What is critical thinking? Essay
What is critical thinking?, 494 words essay example
Essay Topic: critical thinking
The more you know, the easier it will be for you to learn new things. Critical thinking is not about accumulating information. A critical thinker knows how to utilize information in terms of problem solving, and seeks relevant resources to keep informed or updated. To come up with a creative solution to a problem involves not just having new ideas. It must also be the case that the new ideas being generated are useful and relevant to the task at hand. Critical thinking plays a crucial role in evaluating new ideas, selecting the best ones and modifying them if necessary. This promotes creativity. We acquire background knowledge through the interaction of two factors (1) our ability to process and store information, and (2) the number and frequency of our academically oriented experiences. The ability to process and store information is a component of what cognitive psychologists refer to as fluid intelligence. As described by Cattell (1987), fluid intelligence is innate. One of its defining features is the ability to process information and store it in permanent memory. High fluid intelligence is associated with enhanced ability to process and store information. Low fluid intelligence is associated with diminished ability to process and store information. According to Linda Elder and Richard Paul, authors of "Critical Thinking Development A Stage Theory," suggests, students who know how to analyse and critique ideas are able to make connections across disciplines, see knowledge as useful and applicable to daily life and understand content on a deeper, more lasting level. Thinking enables we as students to assess our learning styles, strengths and weaknesses, and allows us to take ownership of our education.

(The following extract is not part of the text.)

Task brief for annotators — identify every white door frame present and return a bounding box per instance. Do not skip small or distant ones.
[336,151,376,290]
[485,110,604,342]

As A. E. Mander wrote in his book Logic for the Millions "Thinking is science education work. It is not true that we are naturally endowed with the ability to think clearly and logically - without learning how, or without practicing. People with untrained minds should no more expect to think clearly and logically than people who have never learned and never practiced can expect to find themselves good carpenters, linkman, bridge thespian, or pianists." According to Brody (2001), "background signal cognition refers to concepts, experience, information, and text structures that are relevant to a text under study." (Brody, 2001 pg. 241) On the other hand, prior knowledge refers to the accurate or inaccurate text-related knowledge that the reader believes prior to reading a text. Scholarly person come to the classroom with a broad range of pre-existing knowledge, skills, beliefs, and posture, which influence how they attend, interpret and organize in-coming information. How they process and integrate new information will, in tour, affect how they remember, think, apply, and create new knowledge. Since new knowledge and skill is dependent on pre-existing knowledge and skill, knowing what students know and can do when they come into the classroom or before they Menachem begin a new subject of study, can help us craftiness instructional activities that chassis off of student enduringness and acknowledge and address their impuissance.